Let's talk about what modern data science actually looks like.
CUDA, Scikit, and PyTorch were once nice-to-haves but are now table-stakes. These data tools you've mastered are now just the entry fee. Modern ML systems need real-time data pipelines, distributed computing, monitoring, and a dozen other things that probably weren't why you got excited about data science in the first place.
Expecting data scientists to manage Kubernetes clusters and build observability systems is like asking a cardiologist to also perform heart surgeries – overlapping areas of expertise, but fundamentally different skill sets.
This creates the bottleneck every data scientist knows: promising models sitting in notebooks, waiting for engineering resources that never come, ultimately never making it to production. Welcome to the Jupyter graveyard.
But what if your notebook code was already production code?
With Chalk, you can test new features, run experiments, and ship models to production — all from your Jupyter notebook.
@features
class Review:
id: int
created_at: FeatureTime
review_body: str
rating: int
@features(tags=["team:DevX"])
class Product:
id: int
title: str
reviews: DataFrame[Review]
# fmt: off
average_rating: float | None = _.reviews[_.rating].mean()
most_recent_review_rating: int | None = F.max_by(
_.reviews[_.rating],
sort=_.created_at,
)
review_count_all: int = _.reviews.count()
review_count: Windowed[int] = windowed(
"30d",
"90",
expression=_.reviews[_.created_at > _.chalk_window].count(),
)
Your notebook IS production (in theory)
Forget the traditional workflow where notebook code gets rewritten into another language for production. With Chalk, the same Python you write for exploration runs in production with millisecond latency. Wondering how? We built a Symbolic Python Interpreter that converts ordinary Python into expressions that run natively!

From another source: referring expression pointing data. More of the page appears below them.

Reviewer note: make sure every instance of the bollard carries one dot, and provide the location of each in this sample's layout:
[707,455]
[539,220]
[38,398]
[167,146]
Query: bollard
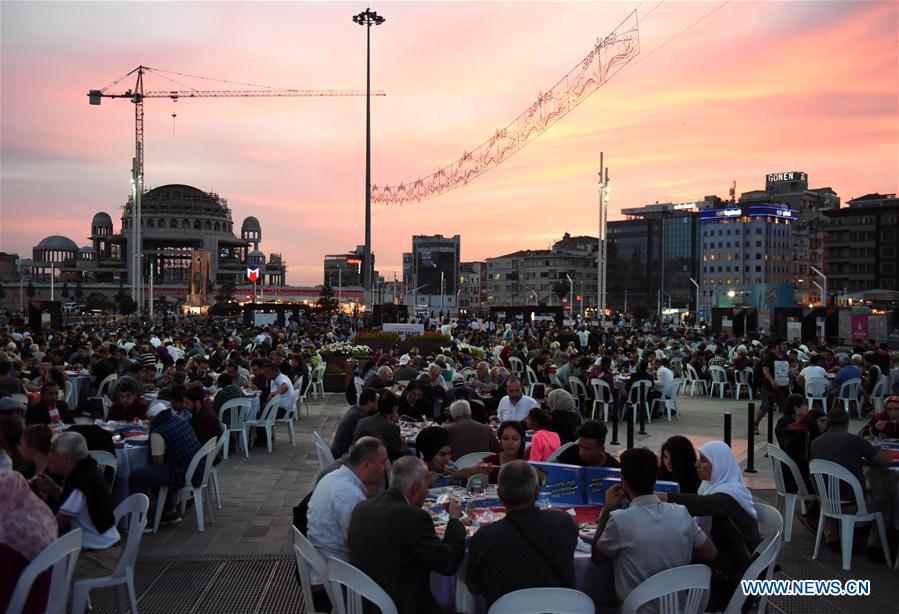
[750,440]
[630,431]
[614,441]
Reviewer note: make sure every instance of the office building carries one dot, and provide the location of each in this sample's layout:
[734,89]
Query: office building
[861,245]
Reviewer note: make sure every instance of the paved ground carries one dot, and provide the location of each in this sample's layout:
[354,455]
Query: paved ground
[242,562]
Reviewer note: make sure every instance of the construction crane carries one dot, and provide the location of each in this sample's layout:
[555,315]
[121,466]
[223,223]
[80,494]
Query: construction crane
[138,95]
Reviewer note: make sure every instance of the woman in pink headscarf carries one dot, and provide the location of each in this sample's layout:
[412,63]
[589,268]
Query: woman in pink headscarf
[27,526]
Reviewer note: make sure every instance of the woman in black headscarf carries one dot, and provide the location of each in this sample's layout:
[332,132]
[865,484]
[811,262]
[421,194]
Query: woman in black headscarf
[677,463]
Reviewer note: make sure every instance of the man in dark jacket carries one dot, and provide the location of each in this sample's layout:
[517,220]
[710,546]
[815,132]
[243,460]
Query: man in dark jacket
[50,409]
[403,566]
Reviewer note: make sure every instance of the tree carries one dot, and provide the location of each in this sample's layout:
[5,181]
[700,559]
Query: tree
[561,290]
[326,301]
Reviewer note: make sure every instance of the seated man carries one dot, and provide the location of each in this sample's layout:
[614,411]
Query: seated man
[367,406]
[393,540]
[515,405]
[172,447]
[50,409]
[649,536]
[466,435]
[591,447]
[851,451]
[128,405]
[529,548]
[84,504]
[333,501]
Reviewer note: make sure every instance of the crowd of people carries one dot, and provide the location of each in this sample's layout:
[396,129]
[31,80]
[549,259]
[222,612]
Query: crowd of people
[176,376]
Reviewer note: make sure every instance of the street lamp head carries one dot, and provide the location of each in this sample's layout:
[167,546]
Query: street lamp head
[368,18]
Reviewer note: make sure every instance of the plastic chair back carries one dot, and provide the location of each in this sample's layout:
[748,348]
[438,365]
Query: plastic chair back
[105,459]
[358,585]
[61,556]
[233,414]
[781,459]
[667,586]
[471,459]
[538,600]
[135,508]
[827,476]
[308,558]
[761,568]
[552,457]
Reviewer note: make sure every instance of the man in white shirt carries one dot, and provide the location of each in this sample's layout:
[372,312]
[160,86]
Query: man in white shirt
[279,384]
[515,405]
[649,536]
[337,494]
[813,370]
[664,375]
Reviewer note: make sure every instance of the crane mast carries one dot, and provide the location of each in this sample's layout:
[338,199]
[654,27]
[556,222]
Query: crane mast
[137,96]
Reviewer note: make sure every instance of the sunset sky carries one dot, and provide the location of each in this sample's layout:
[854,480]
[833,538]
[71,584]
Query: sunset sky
[756,87]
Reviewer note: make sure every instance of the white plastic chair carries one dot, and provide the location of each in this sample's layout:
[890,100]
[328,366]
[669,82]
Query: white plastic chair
[267,420]
[848,394]
[578,391]
[358,585]
[309,559]
[555,455]
[323,450]
[517,367]
[543,600]
[669,398]
[827,476]
[233,416]
[637,398]
[532,380]
[105,459]
[878,393]
[816,390]
[779,460]
[768,551]
[316,382]
[300,396]
[135,508]
[287,420]
[214,471]
[667,586]
[743,378]
[693,380]
[61,556]
[188,491]
[470,460]
[719,379]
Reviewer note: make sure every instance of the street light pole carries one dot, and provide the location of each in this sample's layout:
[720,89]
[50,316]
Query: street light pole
[695,283]
[368,18]
[823,287]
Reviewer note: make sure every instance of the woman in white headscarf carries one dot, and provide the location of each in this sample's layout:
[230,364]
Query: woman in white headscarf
[724,497]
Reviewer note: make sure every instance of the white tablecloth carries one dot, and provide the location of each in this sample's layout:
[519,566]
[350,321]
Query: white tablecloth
[130,458]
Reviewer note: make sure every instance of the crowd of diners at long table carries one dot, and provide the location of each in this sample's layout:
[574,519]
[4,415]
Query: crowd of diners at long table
[468,394]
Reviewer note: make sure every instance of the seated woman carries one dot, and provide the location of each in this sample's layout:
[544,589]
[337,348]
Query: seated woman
[886,423]
[511,447]
[724,497]
[677,463]
[432,444]
[27,528]
[544,441]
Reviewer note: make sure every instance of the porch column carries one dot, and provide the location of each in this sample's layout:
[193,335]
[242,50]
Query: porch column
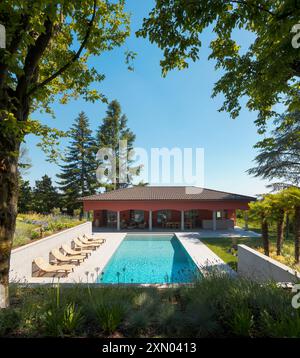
[214,220]
[118,220]
[150,220]
[246,219]
[182,220]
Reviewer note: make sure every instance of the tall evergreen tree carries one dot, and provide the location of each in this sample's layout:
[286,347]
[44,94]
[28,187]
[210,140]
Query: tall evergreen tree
[45,196]
[113,130]
[25,196]
[78,173]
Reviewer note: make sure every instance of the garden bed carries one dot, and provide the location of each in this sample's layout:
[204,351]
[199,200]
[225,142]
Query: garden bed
[217,306]
[32,227]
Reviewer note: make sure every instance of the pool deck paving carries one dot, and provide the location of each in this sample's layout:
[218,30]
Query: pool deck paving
[88,271]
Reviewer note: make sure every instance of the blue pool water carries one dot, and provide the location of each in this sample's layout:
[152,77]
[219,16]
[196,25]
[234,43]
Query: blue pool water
[149,259]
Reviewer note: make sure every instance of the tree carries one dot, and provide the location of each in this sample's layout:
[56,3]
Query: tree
[48,44]
[25,196]
[45,196]
[292,197]
[279,209]
[267,72]
[113,130]
[279,155]
[78,176]
[260,210]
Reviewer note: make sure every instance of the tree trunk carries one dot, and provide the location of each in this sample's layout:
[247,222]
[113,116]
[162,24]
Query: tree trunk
[287,226]
[280,232]
[9,151]
[297,233]
[265,235]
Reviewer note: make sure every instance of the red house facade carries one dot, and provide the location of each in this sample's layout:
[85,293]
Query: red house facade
[165,207]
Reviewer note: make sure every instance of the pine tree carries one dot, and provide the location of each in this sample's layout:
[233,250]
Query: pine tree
[45,196]
[25,196]
[113,130]
[78,173]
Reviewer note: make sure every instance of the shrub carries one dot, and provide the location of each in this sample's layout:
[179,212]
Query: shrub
[110,315]
[9,321]
[242,322]
[55,211]
[62,318]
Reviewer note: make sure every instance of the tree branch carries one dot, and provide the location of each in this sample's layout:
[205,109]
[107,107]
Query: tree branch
[72,60]
[259,7]
[34,54]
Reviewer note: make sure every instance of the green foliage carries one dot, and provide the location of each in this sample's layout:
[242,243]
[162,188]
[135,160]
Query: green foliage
[215,306]
[242,322]
[9,321]
[282,325]
[109,314]
[249,70]
[45,196]
[78,171]
[25,196]
[279,155]
[113,130]
[61,318]
[33,226]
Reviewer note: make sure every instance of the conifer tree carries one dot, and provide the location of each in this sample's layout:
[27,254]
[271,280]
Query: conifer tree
[113,130]
[45,196]
[25,196]
[78,172]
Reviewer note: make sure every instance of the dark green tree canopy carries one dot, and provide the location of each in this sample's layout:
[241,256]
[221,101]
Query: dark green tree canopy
[267,72]
[113,130]
[45,196]
[279,156]
[25,196]
[78,172]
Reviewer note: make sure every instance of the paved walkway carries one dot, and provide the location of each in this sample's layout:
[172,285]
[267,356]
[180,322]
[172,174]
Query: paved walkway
[88,271]
[206,260]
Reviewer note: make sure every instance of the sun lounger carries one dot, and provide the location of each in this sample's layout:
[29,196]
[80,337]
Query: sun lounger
[56,255]
[41,267]
[81,245]
[91,239]
[70,252]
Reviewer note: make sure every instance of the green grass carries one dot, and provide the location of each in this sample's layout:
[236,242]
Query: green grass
[226,248]
[28,227]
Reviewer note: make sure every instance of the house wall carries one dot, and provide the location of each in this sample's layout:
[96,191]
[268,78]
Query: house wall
[163,205]
[256,266]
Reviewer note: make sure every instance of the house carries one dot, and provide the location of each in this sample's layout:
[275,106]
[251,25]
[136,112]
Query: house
[165,207]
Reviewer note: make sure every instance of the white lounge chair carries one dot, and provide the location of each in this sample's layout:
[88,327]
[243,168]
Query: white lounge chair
[56,256]
[81,245]
[41,267]
[87,242]
[91,239]
[70,252]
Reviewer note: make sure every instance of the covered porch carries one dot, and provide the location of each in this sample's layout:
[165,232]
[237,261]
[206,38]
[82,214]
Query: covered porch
[164,219]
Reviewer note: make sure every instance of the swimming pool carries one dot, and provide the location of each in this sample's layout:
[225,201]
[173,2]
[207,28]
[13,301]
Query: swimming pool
[154,259]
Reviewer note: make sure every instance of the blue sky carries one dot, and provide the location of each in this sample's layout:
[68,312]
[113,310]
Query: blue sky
[176,111]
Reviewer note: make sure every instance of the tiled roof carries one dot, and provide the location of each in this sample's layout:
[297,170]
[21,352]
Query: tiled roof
[166,193]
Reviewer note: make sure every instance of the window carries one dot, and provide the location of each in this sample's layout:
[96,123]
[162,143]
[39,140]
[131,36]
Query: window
[137,216]
[111,216]
[163,216]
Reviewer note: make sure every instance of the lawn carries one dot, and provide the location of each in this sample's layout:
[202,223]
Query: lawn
[31,227]
[226,248]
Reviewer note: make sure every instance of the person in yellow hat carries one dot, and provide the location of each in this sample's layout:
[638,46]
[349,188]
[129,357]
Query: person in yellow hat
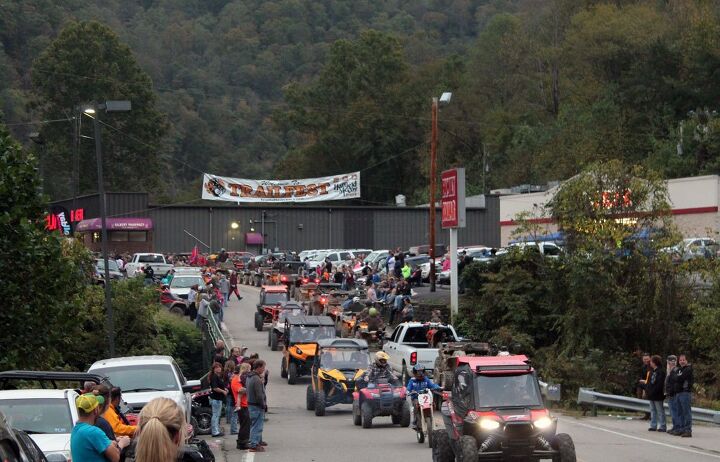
[88,443]
[380,370]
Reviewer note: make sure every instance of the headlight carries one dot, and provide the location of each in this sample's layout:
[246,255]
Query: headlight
[58,456]
[543,422]
[489,424]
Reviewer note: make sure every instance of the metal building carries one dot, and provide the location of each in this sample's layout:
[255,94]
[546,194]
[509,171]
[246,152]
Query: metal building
[178,228]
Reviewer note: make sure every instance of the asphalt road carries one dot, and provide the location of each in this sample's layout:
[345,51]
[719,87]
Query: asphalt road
[295,434]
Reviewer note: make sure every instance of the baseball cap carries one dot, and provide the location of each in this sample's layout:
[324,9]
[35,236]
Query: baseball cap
[87,402]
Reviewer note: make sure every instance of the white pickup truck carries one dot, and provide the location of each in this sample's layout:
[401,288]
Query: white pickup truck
[408,345]
[155,260]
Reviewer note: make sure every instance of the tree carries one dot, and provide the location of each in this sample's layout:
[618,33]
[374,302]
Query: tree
[87,63]
[39,283]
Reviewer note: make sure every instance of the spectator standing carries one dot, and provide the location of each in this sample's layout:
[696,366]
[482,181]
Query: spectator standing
[218,392]
[671,395]
[237,385]
[257,405]
[88,443]
[683,389]
[161,431]
[655,393]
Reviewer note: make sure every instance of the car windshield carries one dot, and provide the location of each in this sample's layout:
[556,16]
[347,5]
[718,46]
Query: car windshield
[42,415]
[303,334]
[112,265]
[493,391]
[333,358]
[141,377]
[151,259]
[184,282]
[274,298]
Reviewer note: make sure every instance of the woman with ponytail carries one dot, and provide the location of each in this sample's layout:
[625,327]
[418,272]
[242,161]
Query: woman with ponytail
[161,431]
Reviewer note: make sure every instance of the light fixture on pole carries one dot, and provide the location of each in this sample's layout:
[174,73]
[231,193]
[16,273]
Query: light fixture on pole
[92,111]
[444,99]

Easily import your production features with a single line of code, add a new experimental feature, and simulate a prediction, recommendation, etc. all from a single notebook!
from chalk.client import ChalkClient
client = ChalkClient()
client.load_features()
Review.is_positive = _.rating >= 4
Product.positive_reviews_percentage = _.reviews[_.is_positive == True].count() / _.review_count
Experiment without breaking things
Remember those week-old CSV dumps sitting in your folder? We've all been there. You're trying to test a model that will run on live user data, but you're stuck with stale exports that don't capture what's actually happening in production.
With Chalk branches, you can spin up a copy of your production pipeline in seconds — like Git but for ML features. Test against millions of production records, catch edge cases you'd never find in samples, and merge when ready. Iterate at the speed of thought, not infrastructure.
chalk apply branch # deploys your model to a branch for testing
chalk diff # prints a diff of changed features
Once you're in a branch, changes hot-reload instantly — edit a feature definition, run a query, see results. Watch your new model predictions update in real-time as you tweak the logic.
On Chalk, your features ARE your code, version-controlled and shareable just like any codebase. When colleagues need to test your features, whether it's another data scientist reproducing your work or a data engineer ensuring pipeline compatibility, they simply check out your branch.
Production-ready training data
Here's how Chalk helps data scientists create accurate training datasets.
Offline Queries: Every feature computed during production gets stored. Need to debug why your model approved a suspicious transaction last week? Query the exact features inputted and outputted at every stage of your feature pipeline.
Temporal Consistency: Models often fail because they trained on future data that leaked into past features. Chalk handles point-in-time correctness automatically:
OfflineQuery(
name="Reviewed products from 2025 Q1",
input={Product.id = [range(10**5)]},
output=[
Product.average_rating,
Product.most_recent_review_rating,
# these are computed within the context of the time window Jan 2025 - March 2025
],
recompute_features=True,
lower_bound=datetime(2025, 1, 1),
upper_bound=datetime(2025, 3, 31),
)
Query features from March 15th, get exactly what existed on March 15th. No future transactions leaking into historical risk scores or manual timestamp juggling.
Backfills Made Simple: Need to add a new feature? Traditionally, that's a week coordinating with data engineering. With Chalk, get it done in minutes.
Change your feature definition, trigger a backfill. Chalk recomputes across your entire history while maintaining temporal consistency. Test "what if we had this feature 6 months ago?" before deploying.
Ship it
Once you've defined your features and resolvers, deployment is simple:
chalk apply
Your features now serve predictions at scale, and Python gets compiled to C++ for production performance.
Integration with your existing ML stack is seamless. Deploy ONNX models directly in Chalk, or plug into SageMaker and Vertex:
@features
class User:
id: str
encoded_sagemaker_data: bytes
should_offer_discount_percentage: float = F.sagemaker_predict(
_.encoded_sagemaker_data,
endpoint="discount_model-2025-01-15",
target_model="model_v2.tar.gz",
target_variant="blue"
)
Plus, Chalk's native Iceberg integration enables sharing datasets with other teams — democratizing data access across the entire organization. Analysts can explore them in BI tools, everyone works from the same source of truth.